An essential component of the public presentation of your research is the use of technology. More often than not, this will take the form of PowerPoint though other platforms may be utilized. The following are excerpts from Gary Chapman of the LBJ School of Public Affairs on effective use of PowerPoint:
- PowerPoint, when displayed via a projector, is a useful tool for showing audiences things that enhance what the speaker is saying. It is a useful tool for illustrating the content of a speech, such as by showing photos, graphs, charts, maps, etc., or by highlighting certain text from a speech, such as quotations or major ideas. It should not be used as a slide-show outline of what the speaker is telling the audience.
- Slides used in a presentation should be spare, in terms of how much information is on each slide, as well as how many slides are used. A rule of thumb is to put no more than eight lines of text on a slide, and with no more than eight to ten words per line. In most cases, less is more, so four lines of text is probably better.
- Unless you’re an experienced designer, don’t use the transition and animation “tricks” that are built into PowerPoint, such as bouncing or flying text. By now, most people roll their eyes when they see these things, and these tricks add nothing of value to a presentation.
- Above all, use high-contrast color schemes so that whatever is on your slides is readable. Unless you are a talented graphic designer, use the templates that come with PowerPoint or Keynote, and keep it simple—high concept design in a slide presentation doesn’t help in most circumstances, unless you’re in the fashion or design fields. If you use graphics or photos, try to use the highest quality you can find or afford—clip art and low-resolution graphics blown up on a screen usually detract from a presentation.
- Rehearse your PowerPoint presentation and not just once. Don’t let PowerPoint get in the way of your oral presentation, and make sure you know how it works, what sequence the slides are in, how to get through it using someone else’s computer, etc. Make sure that you can deliver your presentation if PowerPoint is completely unavailable; in other words, make sure you can give your speech without your PowerPoint presentation.
- Concentrate on keeping the audience focused on you, not on the screen. You can do this by using slides sparingly, standing in front of the audience in a way that makes them look at you, and, if possible, going to the screen and using your hand or arm to point out things on a slide. If you expect to be using PowerPoint a lot, invest in a remote “clicker” that lets you get away from the computer and still drive your presentation. If you don’t have one of those, it’s better to ask someone to run the presentation than to be behind a screen and keyboard while you talk.

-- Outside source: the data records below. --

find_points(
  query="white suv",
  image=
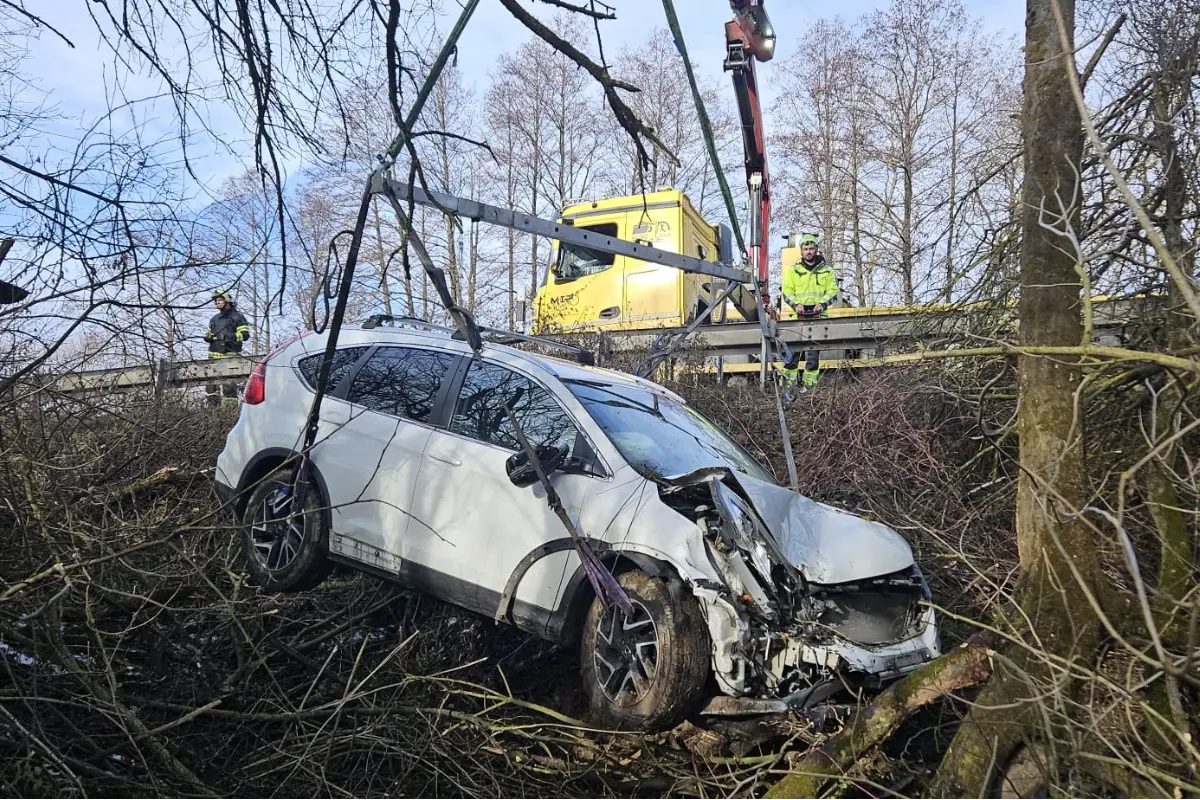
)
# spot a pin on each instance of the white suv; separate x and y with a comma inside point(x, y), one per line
point(736, 583)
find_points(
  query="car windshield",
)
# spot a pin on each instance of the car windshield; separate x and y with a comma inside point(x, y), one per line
point(660, 434)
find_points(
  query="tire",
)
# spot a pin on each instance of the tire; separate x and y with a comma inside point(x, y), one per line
point(649, 671)
point(283, 557)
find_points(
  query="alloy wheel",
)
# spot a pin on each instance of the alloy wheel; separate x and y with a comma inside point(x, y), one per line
point(277, 533)
point(627, 654)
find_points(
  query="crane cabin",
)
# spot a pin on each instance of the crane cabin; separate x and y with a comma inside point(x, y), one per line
point(588, 290)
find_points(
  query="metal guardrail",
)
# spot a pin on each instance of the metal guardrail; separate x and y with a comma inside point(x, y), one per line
point(845, 329)
point(157, 376)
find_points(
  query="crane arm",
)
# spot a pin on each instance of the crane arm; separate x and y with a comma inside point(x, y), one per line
point(749, 36)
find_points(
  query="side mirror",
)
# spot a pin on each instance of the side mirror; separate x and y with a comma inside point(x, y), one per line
point(522, 473)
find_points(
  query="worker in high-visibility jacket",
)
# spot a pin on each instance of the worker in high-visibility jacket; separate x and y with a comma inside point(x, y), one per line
point(809, 288)
point(227, 331)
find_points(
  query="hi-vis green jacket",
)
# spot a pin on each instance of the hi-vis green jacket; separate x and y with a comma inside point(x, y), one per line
point(808, 284)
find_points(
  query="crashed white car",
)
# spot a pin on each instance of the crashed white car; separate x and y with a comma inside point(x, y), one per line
point(745, 596)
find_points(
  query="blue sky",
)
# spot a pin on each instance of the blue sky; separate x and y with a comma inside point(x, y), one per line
point(76, 79)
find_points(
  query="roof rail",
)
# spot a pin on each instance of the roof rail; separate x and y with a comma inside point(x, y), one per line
point(497, 336)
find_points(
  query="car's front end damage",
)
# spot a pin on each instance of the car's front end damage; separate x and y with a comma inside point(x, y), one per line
point(810, 600)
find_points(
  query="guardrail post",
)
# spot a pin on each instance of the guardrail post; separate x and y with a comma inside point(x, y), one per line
point(161, 378)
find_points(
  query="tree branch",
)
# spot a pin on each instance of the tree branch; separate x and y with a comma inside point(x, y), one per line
point(1099, 50)
point(625, 115)
point(587, 12)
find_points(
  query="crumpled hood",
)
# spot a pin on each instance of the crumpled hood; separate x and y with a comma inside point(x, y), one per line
point(828, 546)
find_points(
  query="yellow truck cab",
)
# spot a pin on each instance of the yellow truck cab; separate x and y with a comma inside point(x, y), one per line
point(588, 289)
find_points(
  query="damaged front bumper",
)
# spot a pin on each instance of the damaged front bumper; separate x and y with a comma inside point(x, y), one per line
point(781, 639)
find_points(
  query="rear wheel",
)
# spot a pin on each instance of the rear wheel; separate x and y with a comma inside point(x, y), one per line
point(648, 668)
point(285, 549)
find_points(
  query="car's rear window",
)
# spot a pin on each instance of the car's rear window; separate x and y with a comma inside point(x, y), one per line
point(343, 359)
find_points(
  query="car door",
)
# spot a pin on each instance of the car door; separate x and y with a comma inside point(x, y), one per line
point(375, 453)
point(478, 525)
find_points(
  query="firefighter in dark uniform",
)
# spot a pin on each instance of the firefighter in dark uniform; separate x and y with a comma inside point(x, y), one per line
point(227, 331)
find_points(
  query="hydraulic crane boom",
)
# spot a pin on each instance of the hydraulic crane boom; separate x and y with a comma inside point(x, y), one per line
point(749, 37)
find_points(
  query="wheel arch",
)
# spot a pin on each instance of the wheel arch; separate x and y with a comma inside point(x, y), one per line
point(267, 462)
point(567, 621)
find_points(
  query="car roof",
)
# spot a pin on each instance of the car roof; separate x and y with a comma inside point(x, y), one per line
point(562, 368)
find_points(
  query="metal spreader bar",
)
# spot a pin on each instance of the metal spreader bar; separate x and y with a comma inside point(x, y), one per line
point(562, 232)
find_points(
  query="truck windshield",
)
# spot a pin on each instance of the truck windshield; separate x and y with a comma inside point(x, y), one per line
point(576, 260)
point(660, 434)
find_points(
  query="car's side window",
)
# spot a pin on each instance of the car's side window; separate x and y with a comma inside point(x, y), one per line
point(343, 359)
point(402, 382)
point(480, 411)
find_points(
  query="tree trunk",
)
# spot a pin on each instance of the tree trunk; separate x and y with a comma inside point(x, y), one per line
point(954, 188)
point(1171, 95)
point(906, 233)
point(1056, 551)
point(384, 289)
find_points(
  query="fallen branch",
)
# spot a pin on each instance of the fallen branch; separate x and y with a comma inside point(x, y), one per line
point(961, 668)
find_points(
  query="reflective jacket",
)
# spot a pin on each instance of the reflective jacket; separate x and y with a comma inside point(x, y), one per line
point(808, 284)
point(227, 331)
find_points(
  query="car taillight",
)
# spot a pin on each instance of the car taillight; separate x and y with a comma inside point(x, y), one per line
point(256, 388)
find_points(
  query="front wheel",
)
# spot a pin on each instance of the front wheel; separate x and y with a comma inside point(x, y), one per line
point(646, 669)
point(285, 549)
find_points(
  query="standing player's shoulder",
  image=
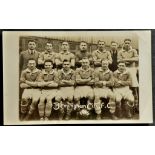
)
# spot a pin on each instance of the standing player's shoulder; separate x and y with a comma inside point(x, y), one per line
point(93, 52)
point(115, 72)
point(78, 69)
point(91, 69)
point(24, 52)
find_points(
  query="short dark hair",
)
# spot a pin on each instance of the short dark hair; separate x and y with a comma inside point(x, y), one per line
point(114, 42)
point(32, 59)
point(121, 63)
point(65, 60)
point(83, 42)
point(65, 42)
point(49, 42)
point(31, 40)
point(100, 41)
point(48, 60)
point(127, 39)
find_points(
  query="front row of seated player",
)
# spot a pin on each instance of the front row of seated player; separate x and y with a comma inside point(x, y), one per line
point(66, 87)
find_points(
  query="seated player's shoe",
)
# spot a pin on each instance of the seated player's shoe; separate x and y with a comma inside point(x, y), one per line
point(61, 116)
point(98, 117)
point(28, 116)
point(42, 118)
point(67, 117)
point(128, 115)
point(113, 117)
point(46, 118)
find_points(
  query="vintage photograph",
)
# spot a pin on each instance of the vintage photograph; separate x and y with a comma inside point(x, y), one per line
point(78, 75)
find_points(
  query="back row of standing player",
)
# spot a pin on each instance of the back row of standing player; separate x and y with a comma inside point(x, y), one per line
point(99, 57)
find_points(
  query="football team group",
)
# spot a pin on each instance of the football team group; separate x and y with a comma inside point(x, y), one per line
point(79, 85)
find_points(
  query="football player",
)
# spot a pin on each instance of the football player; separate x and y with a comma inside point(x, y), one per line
point(122, 81)
point(103, 82)
point(84, 83)
point(48, 81)
point(29, 82)
point(114, 53)
point(83, 52)
point(101, 54)
point(130, 57)
point(48, 54)
point(31, 53)
point(64, 54)
point(65, 94)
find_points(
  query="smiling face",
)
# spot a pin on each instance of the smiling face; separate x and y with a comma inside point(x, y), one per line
point(49, 47)
point(83, 46)
point(101, 45)
point(31, 45)
point(114, 46)
point(48, 66)
point(31, 64)
point(66, 65)
point(65, 46)
point(127, 44)
point(85, 63)
point(121, 67)
point(105, 65)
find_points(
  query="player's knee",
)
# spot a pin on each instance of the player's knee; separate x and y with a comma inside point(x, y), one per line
point(42, 100)
point(131, 98)
point(91, 98)
point(76, 98)
point(70, 99)
point(118, 98)
point(58, 99)
point(49, 99)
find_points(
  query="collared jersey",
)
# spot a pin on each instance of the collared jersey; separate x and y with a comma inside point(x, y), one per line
point(70, 75)
point(101, 75)
point(124, 77)
point(25, 56)
point(62, 56)
point(48, 76)
point(113, 66)
point(62, 75)
point(47, 56)
point(123, 54)
point(104, 55)
point(79, 55)
point(30, 75)
point(84, 74)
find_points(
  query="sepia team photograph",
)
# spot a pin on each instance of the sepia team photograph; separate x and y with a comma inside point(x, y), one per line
point(79, 77)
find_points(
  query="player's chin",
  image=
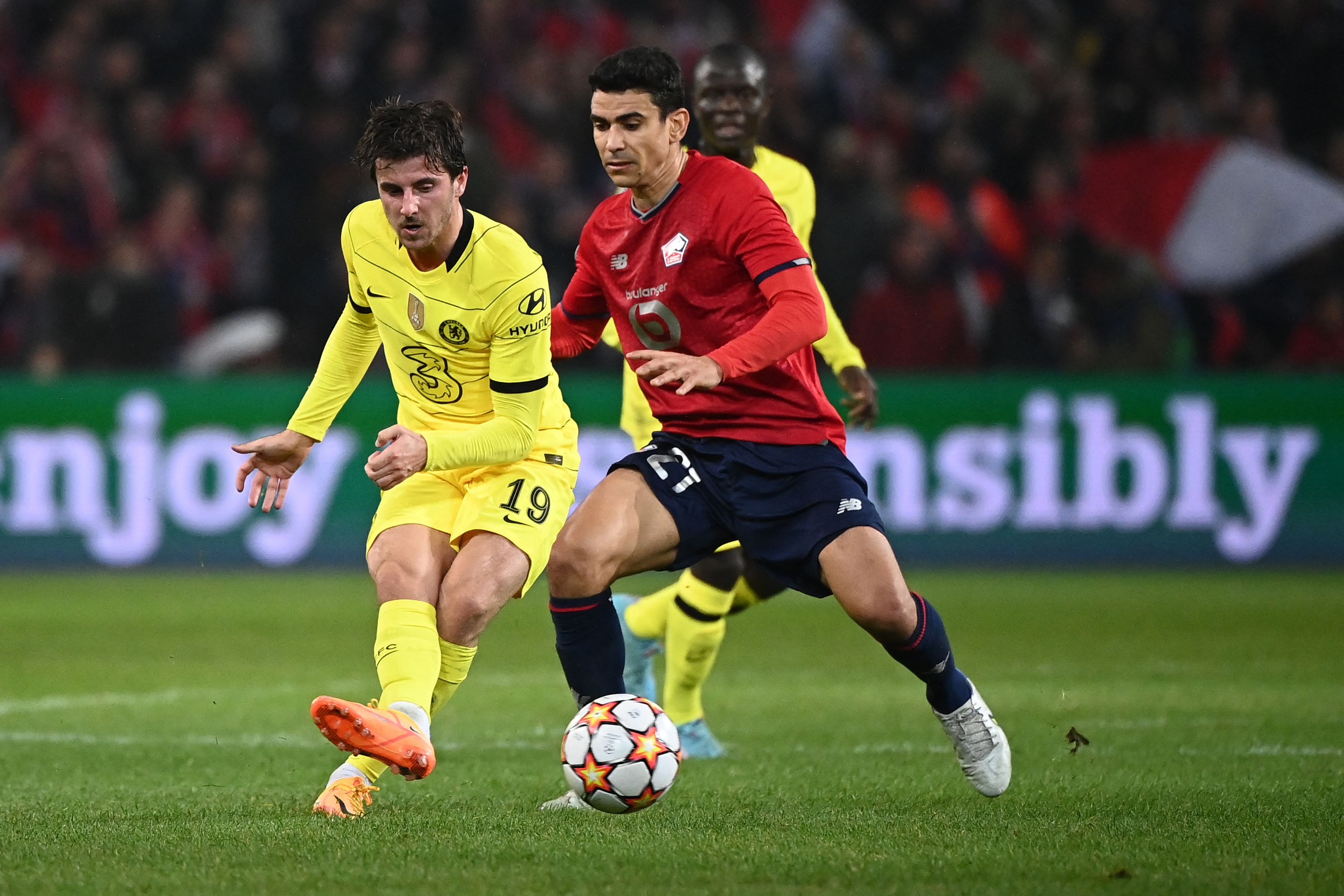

- If you show something on a computer that requires moving the cursor around, or flipping from one screen to another, or some other technique that requires interaction with the computer itself, remember that people in the audience will see things very differently on the projection screen than you see them on the computer screen. Keep motion on the screen to a minimum, unless you’re showing a movie or a video. It’s better to show a static screenshot of a Web page, embedded on a slide, than to call up the Web page in a browser on a computer. If you want to point out something on a Web page, go to the screen and point at it—don’t jiggle the cursor around what you want people to look at: their heads will look like bobble-headed dolls.
- Don’t “cue” the audience that listening to your speech means getting through your PowerPoint presentation. If the audience sees that your PowerPoint presentation is the structure of your speech, they’ll start wondering how many slides are left. Slides should be used asynchronously within your speech, and only to highlight or illustrate things. Audiences are bored with oral presentations that go from one slide to the next until the end. Engage the audience, and use slides only when they are useful.